The last batch of honey we processed had been in a dehumidified room for over a month, and was processed via crush-and-strain. It didn't take it long at all to crystalize, which isn't surprising considering the moisture content was likely very low (we didn't measure it, just going by how thick it was) and that our house is kept sub-70 in the winter. I've taken a look at my jars and most of them seem to have some lighter patches/streaks around the top. I've read that this is probably just honey foam, but I wanted to check to see what you guys think. I don't want to give/sell anything that might be considered subpar!


----------



## Vance G (Jan 6, 2011)

It is tiny pieces of bees wax.
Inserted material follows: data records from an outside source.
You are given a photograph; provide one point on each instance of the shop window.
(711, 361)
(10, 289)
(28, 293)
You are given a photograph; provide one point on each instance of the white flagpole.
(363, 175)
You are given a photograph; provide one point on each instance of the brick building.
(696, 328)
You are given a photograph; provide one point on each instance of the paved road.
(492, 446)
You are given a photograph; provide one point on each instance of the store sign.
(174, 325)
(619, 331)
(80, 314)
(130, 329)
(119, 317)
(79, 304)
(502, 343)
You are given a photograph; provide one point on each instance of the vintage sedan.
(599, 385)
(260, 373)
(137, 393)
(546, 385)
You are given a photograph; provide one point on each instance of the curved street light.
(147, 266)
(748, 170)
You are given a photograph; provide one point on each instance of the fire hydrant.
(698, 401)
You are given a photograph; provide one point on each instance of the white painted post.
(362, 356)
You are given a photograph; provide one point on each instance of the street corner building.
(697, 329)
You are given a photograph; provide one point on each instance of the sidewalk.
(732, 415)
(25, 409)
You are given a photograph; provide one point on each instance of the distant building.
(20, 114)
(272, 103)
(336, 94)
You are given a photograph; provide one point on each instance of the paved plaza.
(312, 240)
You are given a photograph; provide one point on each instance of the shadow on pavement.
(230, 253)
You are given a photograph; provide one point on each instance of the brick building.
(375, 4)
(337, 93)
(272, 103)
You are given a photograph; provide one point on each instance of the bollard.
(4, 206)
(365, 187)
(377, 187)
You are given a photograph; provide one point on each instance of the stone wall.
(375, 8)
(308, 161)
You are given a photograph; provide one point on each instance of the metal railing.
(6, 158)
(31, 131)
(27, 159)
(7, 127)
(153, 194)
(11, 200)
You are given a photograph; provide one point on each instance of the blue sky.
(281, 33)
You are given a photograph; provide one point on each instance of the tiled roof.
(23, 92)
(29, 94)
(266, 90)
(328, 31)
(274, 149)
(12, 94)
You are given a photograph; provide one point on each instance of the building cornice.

I don't believe it harms a thing and is hard for small scale honey producers to eliminate. When your ready to bottle honey is in a bucket and warm you can skim it off. Some folks say they have luck laying paper towel on the surface and picking the adhering wax up that way but I just make a mess. Skim or ignore.


----------



## odfrank (May 13, 2002)

It is called frosting, very common:









Frosting in honey - The Apiarist


Frosting in honey is the appearance of bubbles trapped against the side wall of the jar during storage. Here are ways to prevent, reduce or cure frosting.




theapiarist.org


----------



## missybee (Sep 6, 2014)

Mine does that on some jars on others it does not. I try to stir making as few bubbles as possible, when I mix I make small batches, then let it sit for a while in the container before filling bottles. I usually mix in a 5 gallon bucket with a spigot. The bubbles rise to the top, the bottle are filled almost bubble free using the spigot.


----------



## JConnolly (Feb 21, 2015)

I use a bucket with a honey gate in the bottom to bottle honey. I let the honey rest in the bucket with the bucket lid on for 24 to 48 hours before bottling. I set the bucket on a chair in a window in the sun. Most of the wax will float to the surface. Since I'm taking honey from the bottom of the bucket through the gate very little wax ends up in the bottles. You can skim the wax off if you wish, or lay a piece of press-and-seal plastic food wrap (the kind that is sticky on one side) over it and then lift the plastic wrap off. Its not necessary though. Skimmings still have a lot of honey. Put the yummy skimmings 😋 in a tupperware tub and set it next to your toaster, it won't last long.

All harvesting will have some wax in it, but crush and strain harvesting is especially wax heavy.


----------



## crofter (May 5, 2011)

I wonder if those bits of wax that slowly head for the top are local crystallization triggers. This could be slightly coarser and differentiate from the balance of the container.


----------



## Omega (Jul 15, 2019)

Thank you all! I might try melting it all down again and skimming the frosting off the top. Worth a shot, anyway!


----------